服を縫う

「いってーーーっ!」


 盛大な音を立てて、活発な男子、彰人あきひとが教室の入り口で転んだ。

 転んだ時に膝をぶつけたらしくて、転げまわっている。


 膝を抑えてて痛そう。

 彰人は、ゆっくりと立ち上がると膝を見ている。


「やっべー。擦りけちゃったかも。……っていうか、それも制服のズボン破れちゃってるし」


 確かに、擦れてたことで破けちゃったのだろう。丸い穴が開いていた。

 教室の前の方の席の友人が駆け寄ってきて、心配そうにしている。


「大丈夫か、彰人?」

「まぁ、足はそこまで痛くなくなったけど。

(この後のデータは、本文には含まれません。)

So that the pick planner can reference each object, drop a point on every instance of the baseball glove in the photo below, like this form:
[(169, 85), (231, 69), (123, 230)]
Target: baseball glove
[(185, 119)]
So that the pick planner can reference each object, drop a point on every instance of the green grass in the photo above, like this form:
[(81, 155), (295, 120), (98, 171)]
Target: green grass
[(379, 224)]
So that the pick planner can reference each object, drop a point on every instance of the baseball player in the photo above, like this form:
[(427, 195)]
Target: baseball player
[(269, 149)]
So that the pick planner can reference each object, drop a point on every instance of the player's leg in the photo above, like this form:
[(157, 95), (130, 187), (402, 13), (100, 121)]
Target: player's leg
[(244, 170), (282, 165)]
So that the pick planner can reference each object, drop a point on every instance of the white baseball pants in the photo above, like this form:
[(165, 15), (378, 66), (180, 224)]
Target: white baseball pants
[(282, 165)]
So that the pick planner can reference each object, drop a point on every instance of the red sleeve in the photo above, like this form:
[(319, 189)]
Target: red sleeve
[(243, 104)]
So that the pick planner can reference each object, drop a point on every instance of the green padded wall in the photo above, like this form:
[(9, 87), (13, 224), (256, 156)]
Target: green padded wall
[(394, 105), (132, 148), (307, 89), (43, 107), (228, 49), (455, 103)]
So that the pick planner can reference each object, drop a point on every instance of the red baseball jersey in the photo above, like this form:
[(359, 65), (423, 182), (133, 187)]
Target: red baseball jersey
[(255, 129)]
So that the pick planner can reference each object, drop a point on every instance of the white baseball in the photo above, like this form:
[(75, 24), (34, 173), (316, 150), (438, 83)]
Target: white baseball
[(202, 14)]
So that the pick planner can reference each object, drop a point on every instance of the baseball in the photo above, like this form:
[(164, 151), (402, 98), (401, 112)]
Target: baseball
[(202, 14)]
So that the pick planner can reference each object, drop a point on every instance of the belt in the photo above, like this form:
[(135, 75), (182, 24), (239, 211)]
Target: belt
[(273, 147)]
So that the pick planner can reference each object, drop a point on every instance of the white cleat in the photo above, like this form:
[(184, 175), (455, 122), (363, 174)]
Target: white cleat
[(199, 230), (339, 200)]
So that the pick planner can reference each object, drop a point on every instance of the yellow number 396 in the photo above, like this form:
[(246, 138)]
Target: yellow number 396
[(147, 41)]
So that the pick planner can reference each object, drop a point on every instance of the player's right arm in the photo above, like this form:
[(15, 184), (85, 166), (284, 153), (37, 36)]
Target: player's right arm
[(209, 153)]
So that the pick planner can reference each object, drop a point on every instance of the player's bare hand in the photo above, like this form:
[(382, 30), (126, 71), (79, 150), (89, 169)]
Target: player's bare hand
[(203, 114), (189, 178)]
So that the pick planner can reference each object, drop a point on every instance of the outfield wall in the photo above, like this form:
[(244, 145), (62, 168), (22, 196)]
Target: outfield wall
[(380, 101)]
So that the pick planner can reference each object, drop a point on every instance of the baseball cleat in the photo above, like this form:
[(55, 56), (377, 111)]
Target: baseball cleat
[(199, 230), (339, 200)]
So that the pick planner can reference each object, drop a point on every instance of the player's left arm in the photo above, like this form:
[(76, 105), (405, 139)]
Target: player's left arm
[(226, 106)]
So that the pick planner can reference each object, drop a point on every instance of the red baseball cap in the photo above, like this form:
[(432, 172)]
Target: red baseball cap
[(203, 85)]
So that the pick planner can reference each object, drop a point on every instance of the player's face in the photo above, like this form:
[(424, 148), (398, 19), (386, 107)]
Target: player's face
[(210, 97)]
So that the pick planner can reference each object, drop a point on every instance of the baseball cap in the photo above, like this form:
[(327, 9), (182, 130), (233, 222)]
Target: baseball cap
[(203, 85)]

ズボンどうしようかな……」


「ダメージ加工っていうのもあるし、これはこれでカッコいいかもな?」

「そうか?」



 言われてみれば、そういう服装も無くはないけど、どうなんだろうな?

 私はあまり良く思わないな。


 私は席から眺めているだけだったが、隣の席の冬美ふゆみが立ちあがった。

 彰人のもとに駆け寄っていく。

 彰人が心配しているのかな?


 冬美は、彰人の前まで行くと、きっぱりした顔で言った。


「衣服の乱れは、風紀の乱れ。穴が開いたままなんて、絶対にダメです」


 しっかり意見を言う冬美。

 さすが、風紀委員長をやるだけのことはある。

 それを言われた彰人は、びっくりした顔をしていた。


 多分心配してくれるとでも思っていたのかな?

 彰人は面食らっていたが、冬美に答える。


「けど、このくらいで新しいの買わなきゃいけないのか。まだ全然使えるぞ?」

「その通りです」


 冬美の姿勢は変わらない。厳しい口調でしゃべる。


「マジか。俺の小遣いが減らされちゃうぜ……」

「何を言ってるんですか? その通りといいましたが、新しいズボンを買えというわけでは無いです」


「は?」


 戸惑う彰人に、冬美は続ける。


「あなたが言っている通り、破けてもまだまだ使えるのです。なので、素直に考えてみて。破けた部分を直せばいいだけです」

「あぁ、なるほど?」


 冬美はポケットから、何やら黒い布を取り出した。

 制服のズボンと同じ色をしている布。

 もしかしてそれを縫うのかな?


「これを差し上げますので、塗って直してください」

「あ、ありがとう」


 冬美は、彰人に布を渡すと、私の隣の席へと帰ってきた。

 満足そうな顔をしている冬美に声をかける。


「お疲れ様、風紀委員長!」

「いえいえ、当然のことをしたまでです」


「けどさ、彰人困ってるみたいだよ? 縫うところまでしてあげなくて良かったの?」

「それをするのは、自己責任ですよ」



 おぉ?

 何だか一線を引いているんだね。

 そう思ったが、冬美は何やらごそごそとカバンを漁り始めた。

 彰人が冬美の方へと近づいてきた。


「……あのさ、これもらって嬉しいんだけど、縫うって俺できなくて。頼めないかな?」


 そう言われた冬美は、風紀委員長としてふるまっていた顔をひっこめた。

 そして、手芸部としての顔を見せた。


 厳しい顔じゃなくて、優しい顔をしている。